In my news page project, I have a database table news with the following structure:
- id: [integer] unique number identifying the news entry, e.g.: *1983*
- title: [string] title of the text, e.g.: *New Life in America No Longer Means a New Name*
- topic: [string] category which should be chosen by the classificator, e.g: *Sports*
Additionally, there's a table bayes with information about word frequencies:
- word: [string] a word which the frequencies are given for, e.g.: *real estate*
- topic: [string] same content as "topic" field above, e.h. *Economics*
- count: [integer] number of occurrences of "word" in "topic" (incremented when new documents go to "topic"), e.g: *100*
Now I want my PHP script to classify all news entries and assign one of several possible categories (topics) to them.

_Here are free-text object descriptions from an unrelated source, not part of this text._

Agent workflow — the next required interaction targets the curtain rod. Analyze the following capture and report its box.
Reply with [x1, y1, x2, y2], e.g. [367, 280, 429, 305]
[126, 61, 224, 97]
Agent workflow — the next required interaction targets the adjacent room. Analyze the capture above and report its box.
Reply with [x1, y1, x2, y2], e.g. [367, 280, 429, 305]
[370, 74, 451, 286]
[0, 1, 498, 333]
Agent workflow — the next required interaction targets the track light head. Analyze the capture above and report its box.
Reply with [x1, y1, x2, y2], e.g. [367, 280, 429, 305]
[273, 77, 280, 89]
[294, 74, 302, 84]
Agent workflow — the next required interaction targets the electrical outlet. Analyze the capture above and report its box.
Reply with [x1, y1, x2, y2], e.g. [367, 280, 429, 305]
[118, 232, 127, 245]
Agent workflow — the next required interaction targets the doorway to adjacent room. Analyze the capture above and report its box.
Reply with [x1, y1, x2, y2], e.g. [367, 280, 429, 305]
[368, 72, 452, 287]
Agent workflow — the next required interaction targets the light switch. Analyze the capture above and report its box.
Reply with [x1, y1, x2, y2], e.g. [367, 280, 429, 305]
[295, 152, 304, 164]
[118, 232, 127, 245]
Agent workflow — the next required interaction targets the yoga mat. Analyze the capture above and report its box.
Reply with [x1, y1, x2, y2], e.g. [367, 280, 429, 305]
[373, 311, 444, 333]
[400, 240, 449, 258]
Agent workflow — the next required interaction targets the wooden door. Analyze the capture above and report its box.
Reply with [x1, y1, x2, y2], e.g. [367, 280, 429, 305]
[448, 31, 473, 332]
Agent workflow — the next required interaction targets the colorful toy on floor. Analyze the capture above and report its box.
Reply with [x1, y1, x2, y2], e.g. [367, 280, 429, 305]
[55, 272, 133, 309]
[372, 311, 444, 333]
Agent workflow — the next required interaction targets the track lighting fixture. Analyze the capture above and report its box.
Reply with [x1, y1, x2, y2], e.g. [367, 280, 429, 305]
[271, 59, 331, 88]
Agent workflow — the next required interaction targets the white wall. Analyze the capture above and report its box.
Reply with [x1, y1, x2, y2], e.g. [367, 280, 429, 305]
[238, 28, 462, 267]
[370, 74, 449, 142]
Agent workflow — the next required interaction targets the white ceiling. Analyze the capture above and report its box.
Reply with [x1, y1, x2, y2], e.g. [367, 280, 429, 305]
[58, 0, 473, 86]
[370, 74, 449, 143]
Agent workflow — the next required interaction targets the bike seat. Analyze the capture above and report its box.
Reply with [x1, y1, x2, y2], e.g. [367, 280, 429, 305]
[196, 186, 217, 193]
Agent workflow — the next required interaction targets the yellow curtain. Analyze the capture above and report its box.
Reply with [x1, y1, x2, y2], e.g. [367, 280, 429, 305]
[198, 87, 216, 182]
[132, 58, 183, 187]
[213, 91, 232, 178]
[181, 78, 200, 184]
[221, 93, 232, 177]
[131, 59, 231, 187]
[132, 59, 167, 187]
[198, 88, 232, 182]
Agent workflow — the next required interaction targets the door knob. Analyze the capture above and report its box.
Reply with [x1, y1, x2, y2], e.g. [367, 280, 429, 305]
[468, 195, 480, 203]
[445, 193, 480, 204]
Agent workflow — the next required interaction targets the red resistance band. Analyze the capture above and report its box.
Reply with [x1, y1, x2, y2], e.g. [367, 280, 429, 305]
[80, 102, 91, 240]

Is this the correct implementation? Can you improve it?
<?php
include 'mysqlLogin.php';
$get1 = "SELECT id, title FROM ".$prefix."news WHERE topic = '' LIMIT 0, 150";
$get2 = mysql_abfrage($get1);
// pTOPICS BEGIN
$pTopics1 = "SELECT topic, SUM(count) AS count FROM ".$prefix."bayes WHERE topic != '' GROUP BY topic";
$pTopics2 = mysql_abfrage($pTopics1);
$pTopics = array();
while ($pTopics3 = mysql_fetch_assoc($pTopics2)) {
$pTopics[$pTopics3['topic']] = $pTopics3['count'];
}
// pTOPICS END
// pWORDS BEGIN
$pWords1 = "SELECT word, topic, count FROM ".$prefix."bayes";
$pWords2 = mysql_abfrage($pWords1);
$pWords = array();
while ($pWords3 = mysql_fetch_assoc($pWords2)) {
if (!isset($pWords[$pWords3['topic']])) {
$pWords[$pWords3['topic']] = array();
}
$pWords[$pWords3['topic']][$pWords3['word']] = $pWords3['count'];
}
// pWORDS END
while ($get3 = mysql_fetch_assoc($get2)) {
$pTextInTopics = array();
$tokens = tokenizer($get3['title']);
foreach ($pTopics as $topic=>$documentsInTopic) {
if (!isset($pTextInTopics[$topic])) { $pTextInTopics[$topic] = 1; }
foreach ($tokens as $token) {
echo '....'.$token;
if (isset($pWords[$topic][$token])) {
$pTextInTopics[$topic] *= $pWords[$topic][$token]/array_sum($pWords[$topic]);
}
}
$pTextInTopics[$topic] *= $pTopics[$topic]/array_sum($pTopics); // #documentsInTopic / #allDocuments
}
asort($pTextInTopics); // pick topic with lowest value
if ($chosenTopic = each($pTextInTopics)) {
echo '<p>The text belongs to topic '.$chosenTopic['key'].' with a likelihood of '.$chosenTopic['value'].'</p>';
}
}
?>
The training is done manually, it isn't included in this code. If the text "You can make money if you sell real estates" is assigned to the category/topic "Economics", then all words (you,can,make,...) are inserted into the table bayes with "Economics" as the topic and 1 as standard count. If the word is already there in combination with the same topic, the count is incremented.
Sample learning data:
word topic count
kaczynski Politics 1
sony Technology 1
bank Economics 1
phone Technology 1
sony Economics 3
ericsson Technology 2
Sample output/result:
Title of the text: Phone test Sony Ericsson Aspen - sensitive Winberry
Politics
....phone ....test ....sony ....ericsson ....aspen ....sensitive ....winberry
Technology
....phone FOUND ....test ....sony FOUND ....ericsson FOUND ....aspen ....sensitive ....winberry
Economics
....phone ....test ....sony FOUND ....ericsson ....aspen ....sensitive ....winberry
Result: The text belongs to topic Technology with a likelihood of 0.013888888888889
Thank you very much in advance!